Placer County began updating the community plan in 2008. In August, 2010, the board decided against making any land-use changes in the plan, but to have staff and community members continue working to update the plan’s goals, policies and regulations.

Though the updated plan does not include land-use changes, property owners still have the option of applying for site-specific land use and zoning changes.

The updated plan includes:

  • Current information about the community, including its residential holding capacity, infrastructure and environmental conditions;
  • Revised goals, policies and programs to address existing constraints and new opportunities;
  • Modifications to goals and policies that provide more clarity and readability; and
  • Discussion of topics such as greenhouse gas emissions, the proposed Placer County Conservation Plan and low-impact design issues that have emerged since the original community plan was adopted.

The proposed plan lowers the community’s projected maximum holding capacity from 29,000 to 26,000 residents because some areas have developed with lower densities than was anticipated in the original plan.

Sierra Sun Villas needs a general plan amendment to change the site’s land use designation from agriculture/timberland to tourist resort-commercial. The board also will be asked to approve a rezoning request for the project.

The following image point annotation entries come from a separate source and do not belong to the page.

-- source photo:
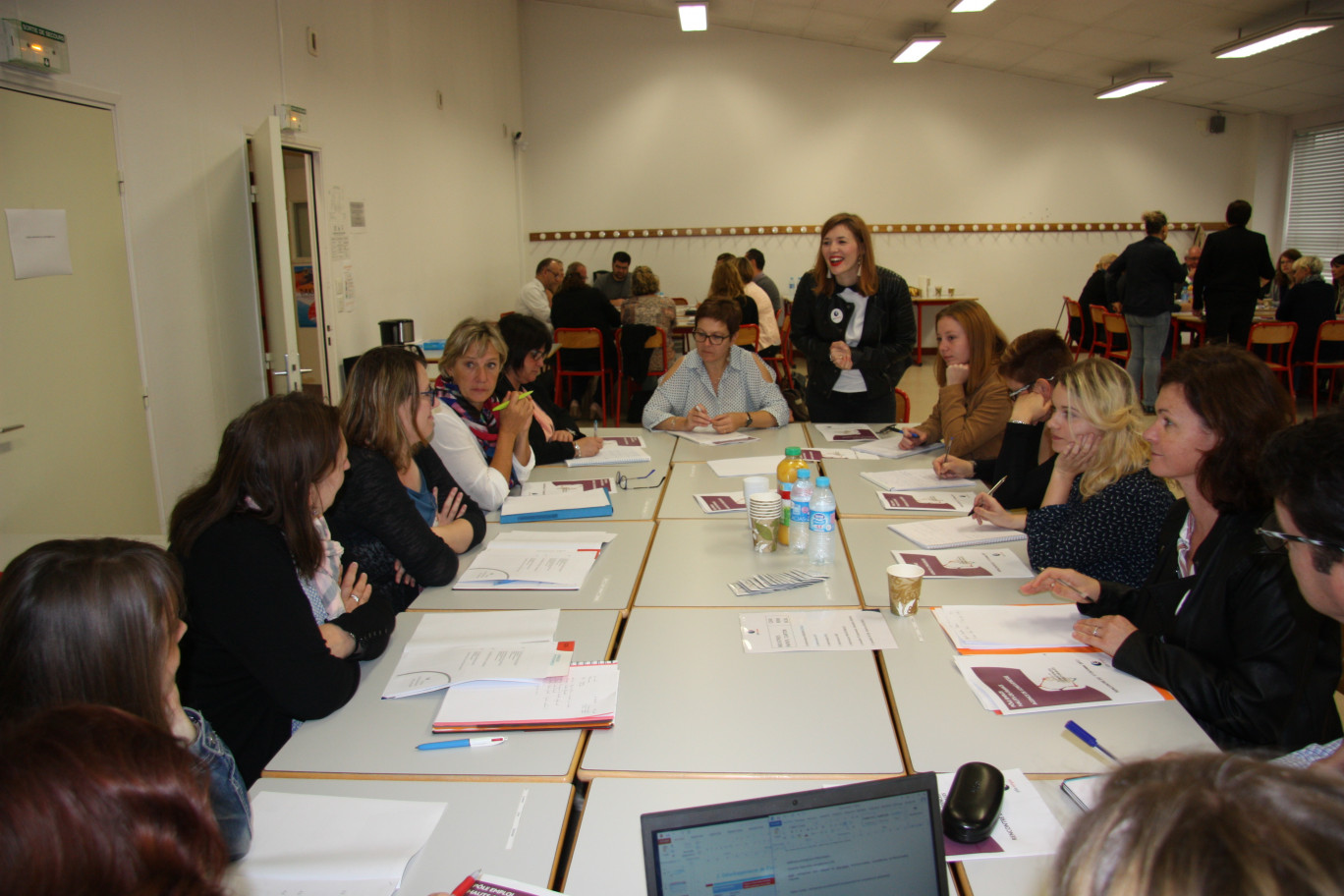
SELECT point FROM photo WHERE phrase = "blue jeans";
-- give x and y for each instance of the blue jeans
(1147, 339)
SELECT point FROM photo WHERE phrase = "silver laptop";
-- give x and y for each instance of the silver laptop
(872, 838)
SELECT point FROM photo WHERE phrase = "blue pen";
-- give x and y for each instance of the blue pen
(463, 742)
(1078, 731)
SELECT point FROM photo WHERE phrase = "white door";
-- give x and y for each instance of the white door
(277, 284)
(70, 369)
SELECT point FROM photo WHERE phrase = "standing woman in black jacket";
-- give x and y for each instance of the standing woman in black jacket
(401, 513)
(857, 326)
(276, 624)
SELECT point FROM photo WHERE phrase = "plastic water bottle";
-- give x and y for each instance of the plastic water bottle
(800, 512)
(821, 530)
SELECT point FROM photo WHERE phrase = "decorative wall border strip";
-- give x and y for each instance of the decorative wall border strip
(786, 230)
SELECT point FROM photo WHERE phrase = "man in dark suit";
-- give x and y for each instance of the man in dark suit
(1231, 273)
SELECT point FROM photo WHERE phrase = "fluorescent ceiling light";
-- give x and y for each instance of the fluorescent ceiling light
(1263, 40)
(694, 17)
(919, 47)
(1132, 86)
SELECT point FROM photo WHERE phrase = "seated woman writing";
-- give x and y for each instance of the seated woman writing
(1102, 509)
(277, 625)
(720, 386)
(481, 439)
(401, 512)
(552, 434)
(1030, 368)
(1219, 622)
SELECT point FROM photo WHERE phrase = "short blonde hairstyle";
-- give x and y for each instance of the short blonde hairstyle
(1102, 392)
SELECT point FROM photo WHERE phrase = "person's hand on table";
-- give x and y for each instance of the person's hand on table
(1066, 585)
(953, 468)
(988, 509)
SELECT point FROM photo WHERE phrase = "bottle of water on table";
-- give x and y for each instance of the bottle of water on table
(821, 530)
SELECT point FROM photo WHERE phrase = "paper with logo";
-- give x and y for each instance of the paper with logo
(1016, 683)
(1026, 825)
(814, 630)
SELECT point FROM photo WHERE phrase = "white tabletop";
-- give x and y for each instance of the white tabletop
(510, 829)
(944, 724)
(693, 562)
(375, 738)
(694, 702)
(771, 441)
(608, 586)
(871, 543)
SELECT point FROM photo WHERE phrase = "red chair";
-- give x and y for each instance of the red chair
(588, 337)
(659, 344)
(1331, 333)
(1277, 337)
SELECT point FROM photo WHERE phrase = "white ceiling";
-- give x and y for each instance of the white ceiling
(1077, 42)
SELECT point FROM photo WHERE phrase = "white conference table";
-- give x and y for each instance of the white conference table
(375, 738)
(771, 441)
(608, 586)
(945, 727)
(511, 829)
(871, 543)
(691, 564)
(694, 704)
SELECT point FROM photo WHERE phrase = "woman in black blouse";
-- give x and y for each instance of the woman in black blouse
(399, 515)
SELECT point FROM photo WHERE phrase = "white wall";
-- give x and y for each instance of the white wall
(194, 78)
(634, 124)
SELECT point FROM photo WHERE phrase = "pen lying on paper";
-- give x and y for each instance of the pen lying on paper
(989, 493)
(504, 403)
(1078, 731)
(461, 742)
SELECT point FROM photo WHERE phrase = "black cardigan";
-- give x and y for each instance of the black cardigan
(376, 523)
(252, 658)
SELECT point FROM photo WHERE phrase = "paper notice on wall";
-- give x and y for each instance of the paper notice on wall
(39, 244)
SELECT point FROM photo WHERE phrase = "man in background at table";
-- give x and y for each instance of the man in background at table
(759, 277)
(536, 295)
(1304, 469)
(616, 284)
(1231, 273)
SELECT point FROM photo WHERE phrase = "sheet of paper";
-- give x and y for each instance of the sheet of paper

On a unanimous vote Dec. 8, the Planning Commission approved a conditional use permit and tentative subdivision map for the project and recommended to the board approval of the general plan amendment and rezoning. In a report to the board, county staff emphasizes the site is not suitable for timber production.

Tuesday’s meeting will be held at 9 a.m. in the Board of Supervisors Chambers at the County Administrative Center, 175 Fulweiler Ave., in Auburn.